Some clinical trials have found that lowering uric acid can reduce blood pressure and improve insulin sensitivity, though this area is still being refined. The takeaway is that a high reading on a blood test isn’t just a gout warning. It’s a broader metabolic signal worth paying attention to, especially if you already have cardiovascular risk factors.
How to Lower Your Levels
For people with gout or very high levels, prescription medications that either block uric acid production or help the kidneys excrete more of it are the standard approach. The goal is getting below 6 mg/dL and keeping it there long enough for existing crystal deposits to dissolve, which can take months to years depending on how much has accumulated.
Lifestyle changes help at every stage. Losing weight, if you carry extra, is one of the most effective non-drug strategies. Cutting back on alcohol (especially beer and liquor), reducing red meat and shellfish, and limiting sugary drinks all lower purine intake. Staying well hydrated helps your kidneys flush uric acid more efficiently. Low-fat dairy products appear to have a mild protective effect.
Cherries have the most interesting evidence among natural approaches. In one study, consuming tart cherry concentrate reduced blood uric acid levels by 36 percent within 8 hours while increasing uric acid excretion through urine by 250 percent. Epidemiological data suggests that regular cherry consumption is associated with a 35 percent reduction in gout attacks. Both tart Montmorency cherries and sweet Bing cherries have shown effects in clinical research. The benefit appears to come from compounds that increase kidney excretion of uric acid and reduce inflammation simultaneously.
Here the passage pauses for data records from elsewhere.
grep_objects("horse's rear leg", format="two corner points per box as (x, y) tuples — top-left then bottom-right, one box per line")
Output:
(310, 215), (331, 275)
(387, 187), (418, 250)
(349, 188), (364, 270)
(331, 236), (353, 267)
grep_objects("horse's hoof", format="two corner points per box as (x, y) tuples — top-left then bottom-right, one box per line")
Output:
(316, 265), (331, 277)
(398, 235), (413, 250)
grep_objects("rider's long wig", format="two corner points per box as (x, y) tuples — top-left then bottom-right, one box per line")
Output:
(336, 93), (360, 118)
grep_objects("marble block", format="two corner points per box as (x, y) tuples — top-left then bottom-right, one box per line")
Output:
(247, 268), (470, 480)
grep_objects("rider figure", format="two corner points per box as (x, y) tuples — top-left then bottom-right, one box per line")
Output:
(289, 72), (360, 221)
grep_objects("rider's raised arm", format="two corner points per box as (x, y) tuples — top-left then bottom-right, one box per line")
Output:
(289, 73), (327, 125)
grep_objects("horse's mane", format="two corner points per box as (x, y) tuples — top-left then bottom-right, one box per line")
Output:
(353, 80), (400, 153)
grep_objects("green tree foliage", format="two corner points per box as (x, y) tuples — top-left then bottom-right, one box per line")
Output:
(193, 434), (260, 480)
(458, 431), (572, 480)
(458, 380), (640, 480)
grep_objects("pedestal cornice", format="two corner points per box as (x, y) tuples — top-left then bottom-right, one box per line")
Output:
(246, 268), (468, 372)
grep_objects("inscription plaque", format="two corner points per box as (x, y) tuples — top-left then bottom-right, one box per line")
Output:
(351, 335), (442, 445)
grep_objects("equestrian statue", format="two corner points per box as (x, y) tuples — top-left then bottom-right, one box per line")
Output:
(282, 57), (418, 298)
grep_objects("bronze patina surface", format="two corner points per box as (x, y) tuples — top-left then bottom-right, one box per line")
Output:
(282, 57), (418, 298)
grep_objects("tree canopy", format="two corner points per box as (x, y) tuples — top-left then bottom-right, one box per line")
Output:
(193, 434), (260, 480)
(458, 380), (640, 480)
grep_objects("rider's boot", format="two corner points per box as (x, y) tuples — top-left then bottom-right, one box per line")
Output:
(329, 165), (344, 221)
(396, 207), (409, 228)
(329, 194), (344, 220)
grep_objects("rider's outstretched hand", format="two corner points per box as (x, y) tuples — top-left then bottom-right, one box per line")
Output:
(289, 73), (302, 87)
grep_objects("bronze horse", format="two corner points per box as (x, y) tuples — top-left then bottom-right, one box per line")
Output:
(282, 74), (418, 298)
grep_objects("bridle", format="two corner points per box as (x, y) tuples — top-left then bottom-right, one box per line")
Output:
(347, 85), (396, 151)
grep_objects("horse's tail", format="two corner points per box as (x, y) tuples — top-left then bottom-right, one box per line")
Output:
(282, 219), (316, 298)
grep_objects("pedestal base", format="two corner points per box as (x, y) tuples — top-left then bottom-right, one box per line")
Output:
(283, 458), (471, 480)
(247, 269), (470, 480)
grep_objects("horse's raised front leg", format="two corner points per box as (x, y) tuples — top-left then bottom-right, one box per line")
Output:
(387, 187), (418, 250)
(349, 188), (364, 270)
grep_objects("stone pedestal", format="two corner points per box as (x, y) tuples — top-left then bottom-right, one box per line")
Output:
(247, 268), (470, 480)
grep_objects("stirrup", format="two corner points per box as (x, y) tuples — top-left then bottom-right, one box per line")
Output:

Vitamin C supplements in the range of 500 mg daily have also shown modest uric acid-lowering effects in some studies, though the reductions are smaller than what medications or weight loss can achieve. Coffee, interestingly, is associated with lower uric acid levels in population studies, though the mechanism isn’t fully understood.
What Your Test Results Mean in Practice
If your blood test shows a uric acid level between 6 and 6.8 mg/dL, you’re in a borderline zone. Crystals aren’t forming yet, but you have less margin for error. Dietary adjustments and weight management make sense here. If you’re between 6.8 and 8 mg/dL with no symptoms, your doctor may recommend monitoring and lifestyle changes rather than medication, depending on your overall risk profile.
Above 8 mg/dL, crystal formation accelerates, and guidelines from European rheumatology organizations recommend considering treatment even in people who haven’t had a gout attack yet. Above 9 or 10 mg/dL, the risk of gout and kidney stones rises substantially, and most clinicians will discuss medication options. Above 12 mg/dL is a red flag that warrants prompt evaluation for underlying causes like kidney impairment or a blood disorder.
A single elevated reading doesn’t necessarily mean you have a chronic problem. Uric acid fluctuates with hydration, recent meals, alcohol intake, and even strenuous exercise. If your level comes back high, a repeat test after a few days of normal eating and good hydration gives a more reliable picture.